Which certainly doesn’t mean the film is bereft of tension – indeed, this is one of of the most gut-tightening, engrossing, downright suspenseful films of the year. Nolan brings all his considerable technical acumen to mounting the film’s stunningly impressive action sequences, intercutting with incredible precision between different elements, driven along by Hans Zimmer’s nerve-jangling, propulsive, clipped score. Giant ships sink while men scramble for the surface, bombs slam into dunes as men cower beneath ludicrously flimsy pie-plate helmets, fighters jockey for position in blue skies in some of the best dogfighting seen on film. It’s simply masterful stuff, all captured by the nigh-brutal clarity of Hoyte von Hoytema’s cinematography. Nolan and his editor, Lee Smith, zip between incidents with mathematical exactness, building the tempo to an almost unbearable pitch before allowing even a hint of catharsis, then barely pausing for breath before beginning the build up again. Anyone studying parallel action in a film school classroom in the next 20 years is going to be watching Dunkirk – it’s masterful stuff.
Masterful? It just might be a masterpiece. It’s leagues ahead of Nolan’s last effort, the ungainly Interstellar, and in his previous oeuvre only The Prestige is comparable in terms of sheer, breathtaking, cinematic skill. What really strikes home is what a work of artistic discipline Dunkirk is, eschewing almost all unnecessary exposition, dialogue and backstory, delivering up a stirring, satisfying epic war story in only 106 minutes (!). It’s easily one of the best films of the year, and might even be the best – at the very least, it’s hard to imagine another 2017 release more certain of a Best Picture Oscar nomination.
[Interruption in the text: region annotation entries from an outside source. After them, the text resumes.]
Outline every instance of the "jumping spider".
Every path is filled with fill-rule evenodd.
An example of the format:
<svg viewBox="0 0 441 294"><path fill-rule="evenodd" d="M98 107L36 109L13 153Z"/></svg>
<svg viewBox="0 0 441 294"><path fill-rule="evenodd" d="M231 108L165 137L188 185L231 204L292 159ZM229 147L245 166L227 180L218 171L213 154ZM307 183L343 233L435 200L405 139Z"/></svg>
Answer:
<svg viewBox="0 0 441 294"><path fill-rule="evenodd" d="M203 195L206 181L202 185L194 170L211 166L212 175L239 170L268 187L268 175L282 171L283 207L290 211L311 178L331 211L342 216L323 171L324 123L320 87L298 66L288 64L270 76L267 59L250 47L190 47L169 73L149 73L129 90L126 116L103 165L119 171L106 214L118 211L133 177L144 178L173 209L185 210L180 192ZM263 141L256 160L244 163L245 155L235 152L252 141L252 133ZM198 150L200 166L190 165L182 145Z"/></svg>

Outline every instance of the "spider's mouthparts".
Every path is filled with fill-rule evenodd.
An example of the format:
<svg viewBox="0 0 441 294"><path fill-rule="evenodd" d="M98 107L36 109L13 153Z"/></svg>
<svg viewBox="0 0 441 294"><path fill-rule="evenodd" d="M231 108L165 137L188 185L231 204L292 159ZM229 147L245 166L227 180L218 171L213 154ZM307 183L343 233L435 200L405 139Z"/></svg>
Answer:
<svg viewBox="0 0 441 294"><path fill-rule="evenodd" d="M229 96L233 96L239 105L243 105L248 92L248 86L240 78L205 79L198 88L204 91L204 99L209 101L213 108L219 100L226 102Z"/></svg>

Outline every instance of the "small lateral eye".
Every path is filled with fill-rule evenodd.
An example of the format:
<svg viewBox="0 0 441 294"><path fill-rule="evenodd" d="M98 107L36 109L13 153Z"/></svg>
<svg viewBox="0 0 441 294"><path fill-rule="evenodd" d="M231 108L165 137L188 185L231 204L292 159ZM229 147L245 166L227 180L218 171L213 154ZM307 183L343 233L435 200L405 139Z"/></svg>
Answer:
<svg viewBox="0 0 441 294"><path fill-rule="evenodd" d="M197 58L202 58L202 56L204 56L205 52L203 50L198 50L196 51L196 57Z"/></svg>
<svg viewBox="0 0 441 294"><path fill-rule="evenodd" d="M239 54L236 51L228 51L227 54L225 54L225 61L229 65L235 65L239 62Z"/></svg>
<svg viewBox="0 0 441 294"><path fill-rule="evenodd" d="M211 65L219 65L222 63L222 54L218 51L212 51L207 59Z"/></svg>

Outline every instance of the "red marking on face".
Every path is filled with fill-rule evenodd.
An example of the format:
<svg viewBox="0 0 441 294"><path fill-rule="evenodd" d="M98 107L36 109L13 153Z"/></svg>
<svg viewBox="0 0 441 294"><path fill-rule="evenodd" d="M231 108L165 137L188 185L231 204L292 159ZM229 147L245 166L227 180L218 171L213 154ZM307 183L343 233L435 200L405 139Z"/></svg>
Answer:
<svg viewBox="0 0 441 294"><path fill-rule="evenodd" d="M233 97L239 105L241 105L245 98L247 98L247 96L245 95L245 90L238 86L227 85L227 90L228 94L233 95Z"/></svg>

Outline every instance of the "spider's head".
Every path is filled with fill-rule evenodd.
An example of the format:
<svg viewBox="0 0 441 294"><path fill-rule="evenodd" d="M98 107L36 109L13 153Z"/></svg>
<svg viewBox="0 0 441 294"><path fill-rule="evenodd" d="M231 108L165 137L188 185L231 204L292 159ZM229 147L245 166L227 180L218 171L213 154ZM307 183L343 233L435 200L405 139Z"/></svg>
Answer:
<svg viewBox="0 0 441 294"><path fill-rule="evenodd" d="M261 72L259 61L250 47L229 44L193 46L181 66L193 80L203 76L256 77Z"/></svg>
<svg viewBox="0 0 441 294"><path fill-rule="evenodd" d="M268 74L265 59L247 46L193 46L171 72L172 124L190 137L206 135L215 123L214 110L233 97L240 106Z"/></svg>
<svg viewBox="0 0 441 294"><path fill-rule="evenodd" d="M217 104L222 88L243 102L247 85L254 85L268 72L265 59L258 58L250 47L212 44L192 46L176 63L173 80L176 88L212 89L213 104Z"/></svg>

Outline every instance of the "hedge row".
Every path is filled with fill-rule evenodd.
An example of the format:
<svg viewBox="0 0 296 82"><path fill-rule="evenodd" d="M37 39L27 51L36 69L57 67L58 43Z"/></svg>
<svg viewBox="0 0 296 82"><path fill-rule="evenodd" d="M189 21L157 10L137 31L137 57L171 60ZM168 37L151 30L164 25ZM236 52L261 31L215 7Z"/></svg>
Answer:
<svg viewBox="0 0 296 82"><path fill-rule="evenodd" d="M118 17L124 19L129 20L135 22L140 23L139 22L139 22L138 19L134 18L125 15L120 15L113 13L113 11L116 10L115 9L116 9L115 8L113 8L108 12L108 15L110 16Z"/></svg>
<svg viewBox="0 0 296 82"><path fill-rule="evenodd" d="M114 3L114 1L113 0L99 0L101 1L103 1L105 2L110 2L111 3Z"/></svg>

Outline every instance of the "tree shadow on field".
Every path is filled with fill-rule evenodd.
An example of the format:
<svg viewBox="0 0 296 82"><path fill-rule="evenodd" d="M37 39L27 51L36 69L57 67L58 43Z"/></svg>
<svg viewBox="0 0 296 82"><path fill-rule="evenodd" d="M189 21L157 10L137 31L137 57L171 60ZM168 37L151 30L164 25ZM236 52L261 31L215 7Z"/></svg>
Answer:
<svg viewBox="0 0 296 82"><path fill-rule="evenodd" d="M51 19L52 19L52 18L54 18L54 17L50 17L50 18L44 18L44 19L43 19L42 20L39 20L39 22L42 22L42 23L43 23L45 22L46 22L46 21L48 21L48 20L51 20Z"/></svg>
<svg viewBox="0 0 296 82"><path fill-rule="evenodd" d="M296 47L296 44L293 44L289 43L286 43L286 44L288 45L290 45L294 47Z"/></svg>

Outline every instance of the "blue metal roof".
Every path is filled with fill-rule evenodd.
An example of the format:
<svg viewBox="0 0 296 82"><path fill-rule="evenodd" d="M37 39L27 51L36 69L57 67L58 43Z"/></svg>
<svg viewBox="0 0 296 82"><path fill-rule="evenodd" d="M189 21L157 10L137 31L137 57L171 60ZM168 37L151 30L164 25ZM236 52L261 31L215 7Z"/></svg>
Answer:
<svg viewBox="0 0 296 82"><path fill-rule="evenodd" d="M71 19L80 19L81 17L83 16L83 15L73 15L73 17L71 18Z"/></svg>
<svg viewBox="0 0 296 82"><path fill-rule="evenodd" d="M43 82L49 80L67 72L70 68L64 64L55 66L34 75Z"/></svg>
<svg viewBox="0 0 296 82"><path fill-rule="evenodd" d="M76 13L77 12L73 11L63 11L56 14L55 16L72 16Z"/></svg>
I don’t know that the film is masterful, masterpiece or best film of the year so far. I will say that it is very good in what it does. Yes, there is none the gratuitous battle and blood scenes that you would commonly expect from a war film. The film is essentially a war drama about survival without the actual full on battles and we don’t see a German soldier until right at the very end. The survival is portrayed through soldiers on Land, on and in Water and in the Air and we get a real sense of what it must really have been like for those soldiers at Dunkirk. It is this different way of telling the Dunkirk story that makes this a very good film to watch. I would give this a rating of 4 stars out 5.